Not only that, but because they wrongly promote these elective, yet risky, procedures as necessary, taxpayers are expected to foot the bill. That’s why Congressman Crenshaw is seeking to amend the Social Security Act to include these procedures as a “prohibited service” for Medicaid use when used for the reasons described. This includes surgeries, hormone therapies, and puberty blockers intended to alter a child’s sex traits. Upon introducing the bill, Crenshaw stated, “Using Medicaid funds for unproven and irreversible procedures on minors is not only medically irresponsible but also a betrayal of public trust. This bill ensures that Medicaid’s limited resources are used only for evidence-based, medically necessary care.”
Additionally, as one of her last acts in Congress before resigning, Congresswoman Marjorie Taylor Greene’s (R-Georgia 14th) Protect Children’s Innocence Act would outlaw these procedures altogether. Anyone performing surgeries or administering medication for the purpose of changing a child’s sex traits to align with the opposite sex could spend up to ten years in federal prison.

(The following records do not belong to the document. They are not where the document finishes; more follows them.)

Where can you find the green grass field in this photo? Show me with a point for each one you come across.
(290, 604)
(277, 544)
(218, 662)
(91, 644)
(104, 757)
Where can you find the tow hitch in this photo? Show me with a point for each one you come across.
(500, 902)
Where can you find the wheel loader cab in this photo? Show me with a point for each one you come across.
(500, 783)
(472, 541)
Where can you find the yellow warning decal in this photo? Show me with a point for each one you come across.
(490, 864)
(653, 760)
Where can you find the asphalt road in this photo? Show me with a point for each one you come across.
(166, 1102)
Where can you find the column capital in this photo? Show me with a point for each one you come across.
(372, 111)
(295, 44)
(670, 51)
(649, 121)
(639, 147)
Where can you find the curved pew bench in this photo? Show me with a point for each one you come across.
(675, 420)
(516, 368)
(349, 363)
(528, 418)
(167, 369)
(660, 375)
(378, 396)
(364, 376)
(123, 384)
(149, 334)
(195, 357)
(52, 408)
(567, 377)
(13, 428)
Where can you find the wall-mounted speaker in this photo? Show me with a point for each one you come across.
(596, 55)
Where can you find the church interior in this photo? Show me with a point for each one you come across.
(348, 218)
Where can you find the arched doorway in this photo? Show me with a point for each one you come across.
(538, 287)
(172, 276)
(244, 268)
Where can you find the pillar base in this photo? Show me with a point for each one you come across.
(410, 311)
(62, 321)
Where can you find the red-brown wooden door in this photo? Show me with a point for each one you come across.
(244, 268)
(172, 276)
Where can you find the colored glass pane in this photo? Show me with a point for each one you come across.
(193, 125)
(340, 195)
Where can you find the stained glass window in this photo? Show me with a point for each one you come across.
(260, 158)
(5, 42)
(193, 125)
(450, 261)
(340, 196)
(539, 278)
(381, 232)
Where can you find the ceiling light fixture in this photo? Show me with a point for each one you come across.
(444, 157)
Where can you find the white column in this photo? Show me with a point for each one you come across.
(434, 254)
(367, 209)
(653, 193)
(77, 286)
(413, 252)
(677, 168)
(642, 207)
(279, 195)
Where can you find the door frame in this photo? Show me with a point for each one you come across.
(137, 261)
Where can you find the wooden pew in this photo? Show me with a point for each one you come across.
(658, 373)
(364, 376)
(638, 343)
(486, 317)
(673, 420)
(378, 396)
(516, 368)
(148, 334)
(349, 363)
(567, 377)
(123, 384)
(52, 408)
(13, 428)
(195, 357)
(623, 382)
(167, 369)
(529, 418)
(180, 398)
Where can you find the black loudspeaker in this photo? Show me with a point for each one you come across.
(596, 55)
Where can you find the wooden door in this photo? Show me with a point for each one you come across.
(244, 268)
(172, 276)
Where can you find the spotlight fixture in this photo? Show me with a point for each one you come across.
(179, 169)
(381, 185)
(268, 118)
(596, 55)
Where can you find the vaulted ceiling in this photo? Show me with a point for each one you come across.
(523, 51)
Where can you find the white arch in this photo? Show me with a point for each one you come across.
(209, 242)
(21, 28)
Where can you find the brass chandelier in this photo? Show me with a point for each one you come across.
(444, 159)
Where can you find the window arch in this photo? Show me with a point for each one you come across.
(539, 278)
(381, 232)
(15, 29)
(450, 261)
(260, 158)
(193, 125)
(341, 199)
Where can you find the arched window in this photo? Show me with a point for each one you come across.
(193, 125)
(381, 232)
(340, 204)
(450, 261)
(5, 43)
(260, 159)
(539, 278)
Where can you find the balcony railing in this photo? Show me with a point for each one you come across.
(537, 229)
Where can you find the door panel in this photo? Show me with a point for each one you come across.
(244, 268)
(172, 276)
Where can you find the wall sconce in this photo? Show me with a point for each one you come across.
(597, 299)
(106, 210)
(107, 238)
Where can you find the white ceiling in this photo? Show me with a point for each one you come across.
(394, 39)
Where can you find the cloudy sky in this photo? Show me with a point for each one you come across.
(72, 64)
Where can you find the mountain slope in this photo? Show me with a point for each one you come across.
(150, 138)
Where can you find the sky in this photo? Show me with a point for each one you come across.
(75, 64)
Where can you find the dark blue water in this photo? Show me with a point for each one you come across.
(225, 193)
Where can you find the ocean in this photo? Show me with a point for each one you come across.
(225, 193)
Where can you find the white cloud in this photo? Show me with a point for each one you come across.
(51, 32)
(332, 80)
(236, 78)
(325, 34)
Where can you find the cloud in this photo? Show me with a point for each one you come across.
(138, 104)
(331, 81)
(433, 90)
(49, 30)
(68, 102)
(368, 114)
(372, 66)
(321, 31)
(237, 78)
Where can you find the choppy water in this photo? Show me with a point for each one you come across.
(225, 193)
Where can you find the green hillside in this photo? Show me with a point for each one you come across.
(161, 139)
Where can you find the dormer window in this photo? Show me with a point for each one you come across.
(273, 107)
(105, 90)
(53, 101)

Though the bill hasn’t moved since May, Greene posted that she landed the floor vote by supporting the National Defense Authorization Act.
“My bill stops the mutilation of kids and holds those responsible for performing or facilitating these barbaric procedures accountable,” she noted in a statement.
Though the bill appears to be rushed to the floor, it is not the House’s only opportunity to pass such protections. Concerned Women for America Legislative Action Committee (CWALAC) has been working with a coalition of pro-family advocates on the Chloe Cole Act (H.R. 5483). This CWALAC-endorsed legislation would also protect minors from similar procedures and ensure a private right of action for victims who were deceived into these harmful procedures.
Also included in the House’s schedule is H.R. 6703, or the Lower Health Care Premiums for All Americans Act. This bill seeks to address subsidy-related discussions in the House by promoting flexibility and prioritizing putting money back in consumers’ hands. We are very grateful to the bill’s sponsor, Congresswoman Mariannette Miller-Meeks (R-Iowa 1st), for ensuring the bill adequately prohibits taxpayer funding streams to abortion providers. Several of the House provisions thus far have not included such protections.
As CWALAC continues to monitor healthcare discussions, we, too, will ensure real healthcare remains in focus. At the bare minimum, federal leaders must be held accountable to protect taxpayer funding from elective, irreversible procedures on minors, and of course, the destruction of unborn human life.